To describe the historical film as a thinking person's bromance does not bristle Rush in the slightest. It seems the team also came to this realization midway through shooting. Rush paraphrases Firth talking about a pivotal scene in the film: "Well, I've done a lot of romantic comedies ... and here is the point when after they've had their fight ... this is Bertie's way of saying, 'Will you forgive me, darling.'"Rush, 59, credits Logue's thorough diaries for helping him get into character. But even as an Australian playing an Australian, he says Hooper was "a real stickler" about sounding authentic.

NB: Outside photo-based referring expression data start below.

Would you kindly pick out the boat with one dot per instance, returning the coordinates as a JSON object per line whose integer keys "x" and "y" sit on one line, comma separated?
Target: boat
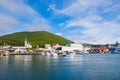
{"x": 54, "y": 54}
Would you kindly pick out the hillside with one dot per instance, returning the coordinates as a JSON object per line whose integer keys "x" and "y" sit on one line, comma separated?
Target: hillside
{"x": 36, "y": 38}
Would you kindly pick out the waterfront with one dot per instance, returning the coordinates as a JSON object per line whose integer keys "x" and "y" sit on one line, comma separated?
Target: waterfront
{"x": 82, "y": 67}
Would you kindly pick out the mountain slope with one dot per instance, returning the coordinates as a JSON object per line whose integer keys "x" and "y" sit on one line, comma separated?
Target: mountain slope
{"x": 36, "y": 38}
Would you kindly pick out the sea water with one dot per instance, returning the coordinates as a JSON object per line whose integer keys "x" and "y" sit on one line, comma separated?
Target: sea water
{"x": 80, "y": 67}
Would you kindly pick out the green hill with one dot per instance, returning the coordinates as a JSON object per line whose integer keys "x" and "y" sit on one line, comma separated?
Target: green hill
{"x": 36, "y": 38}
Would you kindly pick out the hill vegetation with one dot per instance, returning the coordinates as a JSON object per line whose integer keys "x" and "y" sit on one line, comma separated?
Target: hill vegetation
{"x": 36, "y": 38}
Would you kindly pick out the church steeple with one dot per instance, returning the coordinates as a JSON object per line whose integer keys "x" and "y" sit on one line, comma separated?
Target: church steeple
{"x": 25, "y": 42}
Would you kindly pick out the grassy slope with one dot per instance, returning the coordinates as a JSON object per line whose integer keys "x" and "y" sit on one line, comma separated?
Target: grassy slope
{"x": 36, "y": 38}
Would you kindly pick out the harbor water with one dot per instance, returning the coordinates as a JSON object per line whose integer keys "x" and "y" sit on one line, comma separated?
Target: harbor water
{"x": 80, "y": 67}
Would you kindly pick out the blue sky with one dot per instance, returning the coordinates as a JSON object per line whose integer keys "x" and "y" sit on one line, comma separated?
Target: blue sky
{"x": 82, "y": 21}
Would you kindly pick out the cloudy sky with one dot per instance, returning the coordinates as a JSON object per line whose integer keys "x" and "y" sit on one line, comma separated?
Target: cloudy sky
{"x": 83, "y": 21}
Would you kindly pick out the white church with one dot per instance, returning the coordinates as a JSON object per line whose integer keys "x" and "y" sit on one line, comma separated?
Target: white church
{"x": 27, "y": 44}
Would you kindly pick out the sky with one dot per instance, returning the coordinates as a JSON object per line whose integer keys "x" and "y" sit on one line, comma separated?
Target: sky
{"x": 82, "y": 21}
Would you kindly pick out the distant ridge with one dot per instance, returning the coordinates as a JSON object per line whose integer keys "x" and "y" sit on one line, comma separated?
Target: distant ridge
{"x": 36, "y": 38}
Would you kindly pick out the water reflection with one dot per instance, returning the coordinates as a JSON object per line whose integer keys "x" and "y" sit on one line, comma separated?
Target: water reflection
{"x": 83, "y": 67}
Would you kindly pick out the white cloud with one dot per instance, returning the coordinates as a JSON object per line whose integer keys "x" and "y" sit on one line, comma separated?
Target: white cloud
{"x": 59, "y": 34}
{"x": 100, "y": 31}
{"x": 13, "y": 13}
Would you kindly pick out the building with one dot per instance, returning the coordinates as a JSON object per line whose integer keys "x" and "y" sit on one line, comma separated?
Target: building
{"x": 73, "y": 47}
{"x": 27, "y": 44}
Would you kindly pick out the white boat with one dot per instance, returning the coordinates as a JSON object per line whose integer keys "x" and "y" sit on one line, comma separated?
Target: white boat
{"x": 72, "y": 54}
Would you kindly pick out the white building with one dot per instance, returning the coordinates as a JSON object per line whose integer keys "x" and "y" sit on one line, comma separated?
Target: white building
{"x": 27, "y": 44}
{"x": 20, "y": 49}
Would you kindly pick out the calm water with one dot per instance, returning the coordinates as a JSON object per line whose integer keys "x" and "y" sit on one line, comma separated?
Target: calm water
{"x": 83, "y": 67}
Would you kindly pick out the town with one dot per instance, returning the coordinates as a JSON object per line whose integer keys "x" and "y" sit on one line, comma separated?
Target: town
{"x": 57, "y": 49}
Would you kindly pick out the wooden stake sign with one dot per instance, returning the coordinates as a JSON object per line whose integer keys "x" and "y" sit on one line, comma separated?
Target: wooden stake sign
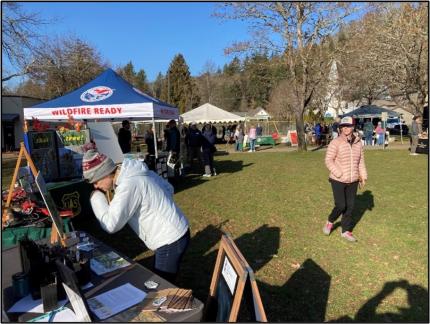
{"x": 57, "y": 234}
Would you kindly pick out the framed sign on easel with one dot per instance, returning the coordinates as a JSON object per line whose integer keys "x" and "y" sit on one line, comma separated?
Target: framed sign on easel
{"x": 57, "y": 233}
{"x": 231, "y": 276}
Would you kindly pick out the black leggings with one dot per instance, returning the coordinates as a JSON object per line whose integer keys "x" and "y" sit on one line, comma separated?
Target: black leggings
{"x": 344, "y": 197}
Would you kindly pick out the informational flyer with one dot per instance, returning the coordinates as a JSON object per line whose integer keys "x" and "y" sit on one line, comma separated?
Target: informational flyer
{"x": 115, "y": 301}
{"x": 229, "y": 275}
{"x": 108, "y": 262}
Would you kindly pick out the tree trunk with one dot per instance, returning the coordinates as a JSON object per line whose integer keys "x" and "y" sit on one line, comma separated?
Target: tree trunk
{"x": 300, "y": 127}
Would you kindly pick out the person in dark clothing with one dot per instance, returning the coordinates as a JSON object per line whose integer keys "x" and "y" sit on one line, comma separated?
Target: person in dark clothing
{"x": 194, "y": 144}
{"x": 416, "y": 130}
{"x": 124, "y": 137}
{"x": 208, "y": 149}
{"x": 173, "y": 138}
{"x": 214, "y": 130}
{"x": 149, "y": 140}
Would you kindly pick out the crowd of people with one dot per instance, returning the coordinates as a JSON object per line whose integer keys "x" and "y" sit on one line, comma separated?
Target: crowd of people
{"x": 145, "y": 201}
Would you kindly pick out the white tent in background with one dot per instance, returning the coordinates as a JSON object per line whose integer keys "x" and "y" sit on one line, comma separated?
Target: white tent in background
{"x": 208, "y": 113}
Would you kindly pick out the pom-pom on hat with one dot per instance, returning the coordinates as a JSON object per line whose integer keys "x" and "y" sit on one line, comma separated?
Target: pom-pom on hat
{"x": 96, "y": 166}
{"x": 346, "y": 121}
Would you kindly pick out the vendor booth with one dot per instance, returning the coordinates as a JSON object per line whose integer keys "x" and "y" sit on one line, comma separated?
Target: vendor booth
{"x": 106, "y": 98}
{"x": 58, "y": 153}
{"x": 375, "y": 114}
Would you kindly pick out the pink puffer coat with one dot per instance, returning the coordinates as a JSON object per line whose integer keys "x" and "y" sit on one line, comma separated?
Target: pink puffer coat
{"x": 345, "y": 161}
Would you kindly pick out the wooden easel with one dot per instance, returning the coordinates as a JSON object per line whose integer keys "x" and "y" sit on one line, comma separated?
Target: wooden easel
{"x": 5, "y": 217}
{"x": 228, "y": 249}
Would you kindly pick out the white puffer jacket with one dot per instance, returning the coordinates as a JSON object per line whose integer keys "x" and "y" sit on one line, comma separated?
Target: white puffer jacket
{"x": 145, "y": 201}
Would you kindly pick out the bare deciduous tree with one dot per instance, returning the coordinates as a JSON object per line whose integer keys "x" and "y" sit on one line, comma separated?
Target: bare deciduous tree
{"x": 296, "y": 30}
{"x": 19, "y": 39}
{"x": 65, "y": 64}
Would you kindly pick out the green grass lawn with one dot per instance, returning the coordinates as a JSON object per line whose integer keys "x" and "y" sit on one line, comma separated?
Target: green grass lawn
{"x": 275, "y": 204}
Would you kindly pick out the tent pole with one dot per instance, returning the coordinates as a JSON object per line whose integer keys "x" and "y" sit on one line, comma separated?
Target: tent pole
{"x": 155, "y": 137}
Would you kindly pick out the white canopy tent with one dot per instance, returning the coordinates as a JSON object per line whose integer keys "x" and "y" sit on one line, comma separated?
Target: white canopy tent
{"x": 208, "y": 113}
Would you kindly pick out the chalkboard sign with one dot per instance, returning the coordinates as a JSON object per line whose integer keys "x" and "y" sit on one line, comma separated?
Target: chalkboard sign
{"x": 231, "y": 274}
{"x": 76, "y": 297}
{"x": 43, "y": 152}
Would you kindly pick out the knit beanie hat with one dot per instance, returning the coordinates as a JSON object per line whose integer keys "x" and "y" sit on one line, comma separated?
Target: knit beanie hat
{"x": 96, "y": 166}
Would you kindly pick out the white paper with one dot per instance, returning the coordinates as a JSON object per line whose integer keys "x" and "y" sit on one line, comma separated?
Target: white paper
{"x": 65, "y": 315}
{"x": 115, "y": 301}
{"x": 28, "y": 305}
{"x": 88, "y": 285}
{"x": 77, "y": 304}
{"x": 229, "y": 275}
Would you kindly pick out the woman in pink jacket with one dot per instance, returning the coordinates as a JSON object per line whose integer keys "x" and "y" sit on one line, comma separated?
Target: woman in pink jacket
{"x": 345, "y": 161}
{"x": 252, "y": 138}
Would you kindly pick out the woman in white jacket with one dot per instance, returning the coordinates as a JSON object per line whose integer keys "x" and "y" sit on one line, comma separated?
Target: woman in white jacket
{"x": 144, "y": 201}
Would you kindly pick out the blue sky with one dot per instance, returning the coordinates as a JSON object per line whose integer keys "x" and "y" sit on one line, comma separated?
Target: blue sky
{"x": 148, "y": 34}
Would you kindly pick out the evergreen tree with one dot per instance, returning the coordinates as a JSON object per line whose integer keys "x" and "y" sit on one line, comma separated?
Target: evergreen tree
{"x": 141, "y": 82}
{"x": 157, "y": 87}
{"x": 233, "y": 67}
{"x": 128, "y": 73}
{"x": 180, "y": 88}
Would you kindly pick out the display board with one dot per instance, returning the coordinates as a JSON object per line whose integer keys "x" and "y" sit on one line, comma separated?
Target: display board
{"x": 106, "y": 140}
{"x": 77, "y": 300}
{"x": 50, "y": 204}
{"x": 231, "y": 274}
{"x": 70, "y": 152}
{"x": 293, "y": 139}
{"x": 43, "y": 152}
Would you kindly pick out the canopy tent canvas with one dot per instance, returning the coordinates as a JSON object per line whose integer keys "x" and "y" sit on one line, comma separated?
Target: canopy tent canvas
{"x": 370, "y": 111}
{"x": 108, "y": 96}
{"x": 208, "y": 113}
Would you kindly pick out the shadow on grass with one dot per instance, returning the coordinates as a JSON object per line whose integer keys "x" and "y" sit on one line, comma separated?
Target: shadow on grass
{"x": 418, "y": 299}
{"x": 363, "y": 202}
{"x": 194, "y": 178}
{"x": 319, "y": 147}
{"x": 263, "y": 244}
{"x": 304, "y": 295}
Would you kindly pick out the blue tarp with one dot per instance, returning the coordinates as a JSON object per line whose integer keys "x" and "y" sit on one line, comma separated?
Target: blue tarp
{"x": 122, "y": 93}
{"x": 108, "y": 96}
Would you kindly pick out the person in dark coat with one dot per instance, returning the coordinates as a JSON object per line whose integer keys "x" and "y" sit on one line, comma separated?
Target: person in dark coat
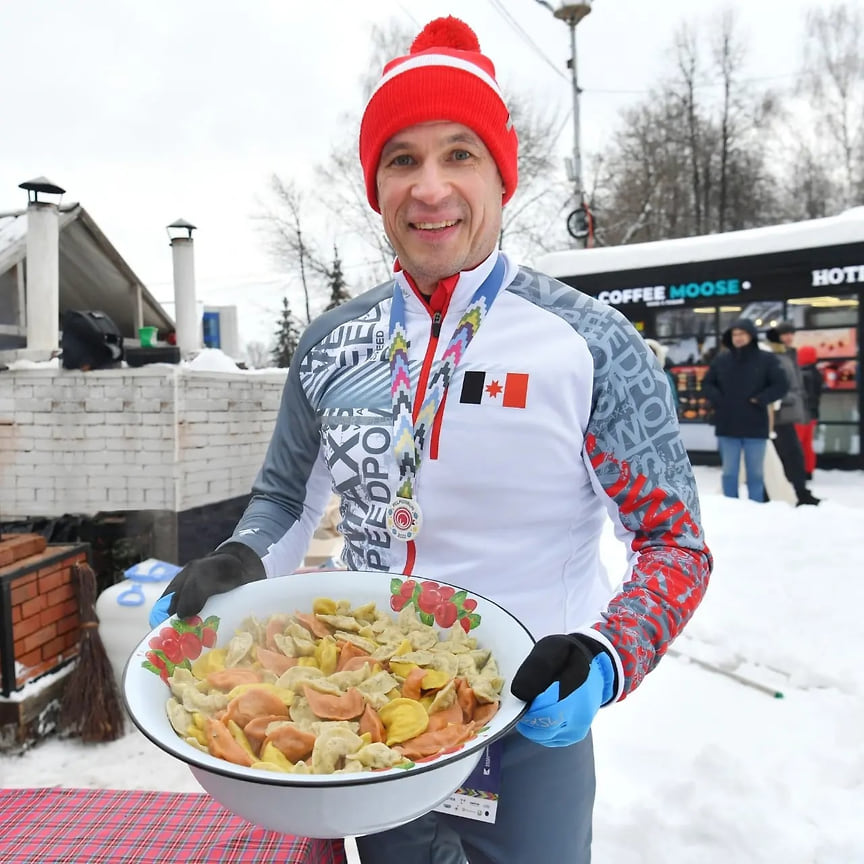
{"x": 792, "y": 411}
{"x": 812, "y": 378}
{"x": 741, "y": 383}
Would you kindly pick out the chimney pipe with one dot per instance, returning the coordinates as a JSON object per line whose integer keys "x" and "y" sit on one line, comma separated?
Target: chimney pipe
{"x": 187, "y": 320}
{"x": 43, "y": 266}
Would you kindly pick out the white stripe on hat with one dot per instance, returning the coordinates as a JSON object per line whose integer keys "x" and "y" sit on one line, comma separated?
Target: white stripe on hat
{"x": 422, "y": 60}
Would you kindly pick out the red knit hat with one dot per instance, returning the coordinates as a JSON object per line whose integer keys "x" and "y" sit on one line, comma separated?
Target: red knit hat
{"x": 806, "y": 355}
{"x": 444, "y": 77}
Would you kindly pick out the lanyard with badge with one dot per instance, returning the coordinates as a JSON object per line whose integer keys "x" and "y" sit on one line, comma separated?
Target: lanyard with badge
{"x": 478, "y": 797}
{"x": 404, "y": 517}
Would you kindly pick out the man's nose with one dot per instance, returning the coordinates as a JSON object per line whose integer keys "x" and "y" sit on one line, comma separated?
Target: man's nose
{"x": 431, "y": 184}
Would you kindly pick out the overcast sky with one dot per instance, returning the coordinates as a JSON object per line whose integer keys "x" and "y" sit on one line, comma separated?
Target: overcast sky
{"x": 149, "y": 111}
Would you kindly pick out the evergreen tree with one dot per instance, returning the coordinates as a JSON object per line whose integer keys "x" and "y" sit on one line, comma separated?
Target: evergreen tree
{"x": 338, "y": 290}
{"x": 287, "y": 337}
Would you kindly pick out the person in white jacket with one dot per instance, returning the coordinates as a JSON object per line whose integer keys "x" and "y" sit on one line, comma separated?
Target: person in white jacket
{"x": 479, "y": 422}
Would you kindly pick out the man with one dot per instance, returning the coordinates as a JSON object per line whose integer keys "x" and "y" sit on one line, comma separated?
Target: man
{"x": 480, "y": 421}
{"x": 740, "y": 384}
{"x": 792, "y": 411}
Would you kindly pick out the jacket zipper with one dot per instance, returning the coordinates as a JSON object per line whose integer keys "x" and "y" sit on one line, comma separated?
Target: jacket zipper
{"x": 419, "y": 396}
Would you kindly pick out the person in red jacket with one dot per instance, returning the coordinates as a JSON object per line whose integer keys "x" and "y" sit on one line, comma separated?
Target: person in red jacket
{"x": 812, "y": 379}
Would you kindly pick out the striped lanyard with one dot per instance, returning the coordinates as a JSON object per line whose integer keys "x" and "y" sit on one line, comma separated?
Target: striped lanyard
{"x": 403, "y": 515}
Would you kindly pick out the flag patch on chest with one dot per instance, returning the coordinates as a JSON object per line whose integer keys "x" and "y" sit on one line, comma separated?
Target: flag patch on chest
{"x": 508, "y": 389}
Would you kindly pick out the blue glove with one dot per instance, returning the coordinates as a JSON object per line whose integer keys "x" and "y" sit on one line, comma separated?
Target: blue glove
{"x": 159, "y": 612}
{"x": 566, "y": 679}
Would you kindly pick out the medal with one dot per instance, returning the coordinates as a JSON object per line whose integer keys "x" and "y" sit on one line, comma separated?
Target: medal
{"x": 404, "y": 518}
{"x": 409, "y": 428}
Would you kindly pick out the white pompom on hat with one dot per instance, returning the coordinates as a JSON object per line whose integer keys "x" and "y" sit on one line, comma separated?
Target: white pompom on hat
{"x": 443, "y": 77}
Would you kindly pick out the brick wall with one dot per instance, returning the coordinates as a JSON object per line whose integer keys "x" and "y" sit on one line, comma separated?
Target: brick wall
{"x": 42, "y": 609}
{"x": 157, "y": 437}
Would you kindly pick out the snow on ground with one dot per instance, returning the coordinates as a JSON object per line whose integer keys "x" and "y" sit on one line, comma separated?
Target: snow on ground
{"x": 695, "y": 766}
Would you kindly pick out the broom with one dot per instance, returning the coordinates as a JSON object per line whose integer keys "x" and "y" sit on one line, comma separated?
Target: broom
{"x": 91, "y": 702}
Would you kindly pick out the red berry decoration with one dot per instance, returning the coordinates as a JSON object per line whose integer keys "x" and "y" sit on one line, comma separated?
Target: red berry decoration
{"x": 446, "y": 614}
{"x": 429, "y": 598}
{"x": 191, "y": 645}
{"x": 172, "y": 647}
{"x": 397, "y": 602}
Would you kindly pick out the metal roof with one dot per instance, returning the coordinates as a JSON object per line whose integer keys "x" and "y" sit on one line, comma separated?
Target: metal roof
{"x": 93, "y": 274}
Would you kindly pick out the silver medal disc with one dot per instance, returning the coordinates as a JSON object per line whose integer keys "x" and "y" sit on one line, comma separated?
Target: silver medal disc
{"x": 404, "y": 518}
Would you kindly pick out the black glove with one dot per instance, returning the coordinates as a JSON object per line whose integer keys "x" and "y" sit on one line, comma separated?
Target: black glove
{"x": 566, "y": 678}
{"x": 227, "y": 567}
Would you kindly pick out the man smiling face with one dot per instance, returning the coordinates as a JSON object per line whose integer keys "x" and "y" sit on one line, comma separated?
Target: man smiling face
{"x": 440, "y": 195}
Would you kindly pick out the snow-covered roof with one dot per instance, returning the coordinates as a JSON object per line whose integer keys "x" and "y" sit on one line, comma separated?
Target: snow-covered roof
{"x": 846, "y": 228}
{"x": 93, "y": 274}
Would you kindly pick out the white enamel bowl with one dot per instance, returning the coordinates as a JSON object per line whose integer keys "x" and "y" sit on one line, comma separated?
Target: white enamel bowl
{"x": 334, "y": 805}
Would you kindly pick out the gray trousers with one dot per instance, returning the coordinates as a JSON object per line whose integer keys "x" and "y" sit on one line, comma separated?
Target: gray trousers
{"x": 544, "y": 814}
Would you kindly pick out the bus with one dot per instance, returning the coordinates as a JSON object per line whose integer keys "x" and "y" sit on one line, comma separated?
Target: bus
{"x": 685, "y": 293}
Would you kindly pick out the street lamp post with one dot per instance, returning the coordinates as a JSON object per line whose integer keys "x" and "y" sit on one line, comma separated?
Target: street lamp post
{"x": 580, "y": 221}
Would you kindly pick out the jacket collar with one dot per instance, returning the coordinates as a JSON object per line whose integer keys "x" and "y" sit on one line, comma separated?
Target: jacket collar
{"x": 458, "y": 291}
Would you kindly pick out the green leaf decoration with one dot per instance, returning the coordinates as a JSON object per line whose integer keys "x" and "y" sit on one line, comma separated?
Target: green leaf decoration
{"x": 182, "y": 626}
{"x": 458, "y": 598}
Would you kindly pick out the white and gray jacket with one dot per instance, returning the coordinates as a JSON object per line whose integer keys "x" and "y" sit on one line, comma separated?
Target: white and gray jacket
{"x": 514, "y": 499}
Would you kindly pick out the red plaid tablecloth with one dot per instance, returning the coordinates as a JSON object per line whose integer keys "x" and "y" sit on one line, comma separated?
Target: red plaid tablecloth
{"x": 99, "y": 826}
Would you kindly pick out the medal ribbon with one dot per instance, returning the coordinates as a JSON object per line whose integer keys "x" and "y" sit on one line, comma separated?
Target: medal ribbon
{"x": 408, "y": 438}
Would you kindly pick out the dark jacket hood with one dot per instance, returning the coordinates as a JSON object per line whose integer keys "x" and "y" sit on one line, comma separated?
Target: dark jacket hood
{"x": 741, "y": 324}
{"x": 774, "y": 334}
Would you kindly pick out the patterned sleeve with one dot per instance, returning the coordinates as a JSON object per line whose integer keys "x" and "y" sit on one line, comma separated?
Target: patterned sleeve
{"x": 634, "y": 448}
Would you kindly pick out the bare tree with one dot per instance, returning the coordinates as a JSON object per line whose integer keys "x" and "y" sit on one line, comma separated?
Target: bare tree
{"x": 257, "y": 355}
{"x": 832, "y": 79}
{"x": 684, "y": 162}
{"x": 285, "y": 226}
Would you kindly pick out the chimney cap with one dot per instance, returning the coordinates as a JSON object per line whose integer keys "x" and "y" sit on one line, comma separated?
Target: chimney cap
{"x": 182, "y": 223}
{"x": 42, "y": 184}
{"x": 180, "y": 229}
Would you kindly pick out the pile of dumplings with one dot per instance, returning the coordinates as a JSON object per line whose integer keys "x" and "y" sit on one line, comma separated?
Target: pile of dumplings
{"x": 339, "y": 690}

"If Logue had been living [in London]for a while … he probably would have sounded completely English. But for me, this is a story about an imperial-colonial divide and a class divide between the characters," says Rush, who is sporting a sport jacket, slim-fitting raw denim jeans, swirly orange and grey socks and a pair of unintentionally trendy distressed brogues. "It feels as though, if not so much in the accent, there's got to be something in the energy of the voice that comes from the big wide brown land."
Meanwhile Firth, who just celebrated his 50th birthday yesterday, showcases acting breadth even beyond his role in last year's A Single Man. There is agony, fear, duty (as father and as King) and perseverance interspersed amidst the self-deprecation and wit.
The two actors first met, albeit briefly, while shooting 1998's Shakespeare In Love. Only on the junket to New York did they get better acquainted. "We got along like a house on fire," Rush says. "Colin's hilarious. He's just the best friend. He's become a genuine friend through this whole process."
It's a process which dates back to the mid-80s for screenwriter David Seidler who wrote his initial draft for the stage before producers took it to Rush and Hooper a few years ago. According to a recent article in the Daily Mail, the Queen Mother (played by Bonham Carter) decreed she did not want an adaptation of the Abdication Crisis made during her lifetime.
As for whether Rush thinks the Royal Family will want to watch The King's Speech, set for Canadian release in early December, his eyes pop out as if asked whether God exists. "We would never know," he says. "But you do try and imagine them sitting and watching it" (Prince Charles was four years old when the King died in 1952).
Not surprisingly, the Logue family is thanked in the credits. Rush says he had the opportunity to meet Mark, Lionel's grandson who is now in his mid-40s.
Holding the rare "Triple Crown of Acting" (an Oscar, an Emmy and a Tony), Rush admits he is not yet sure whether he will be back for TIFF next year. He is currently shooting the fourth instalment of Pirates of the Caribbean: On Stranger Tides, and has a Korean western film called The Warrior's Way on its way to theatres this winter. Oh, and he happened to casually mention that he is in the midst of developing a screenplay for The Drowsy Chaperone, the Canadian musical that has become an international sensation.
When Rush occasionally stutters during our interview, it's mostly to process his thoughts. He does, however, point out there's a small slip-up in his on-screen performance of a Richard III speech. "They actually used that take," he says, in disbelief. "I was nervous because I was doing Shakespeare in front of other English actors."
Highly doubtful. And still s-s-smooth.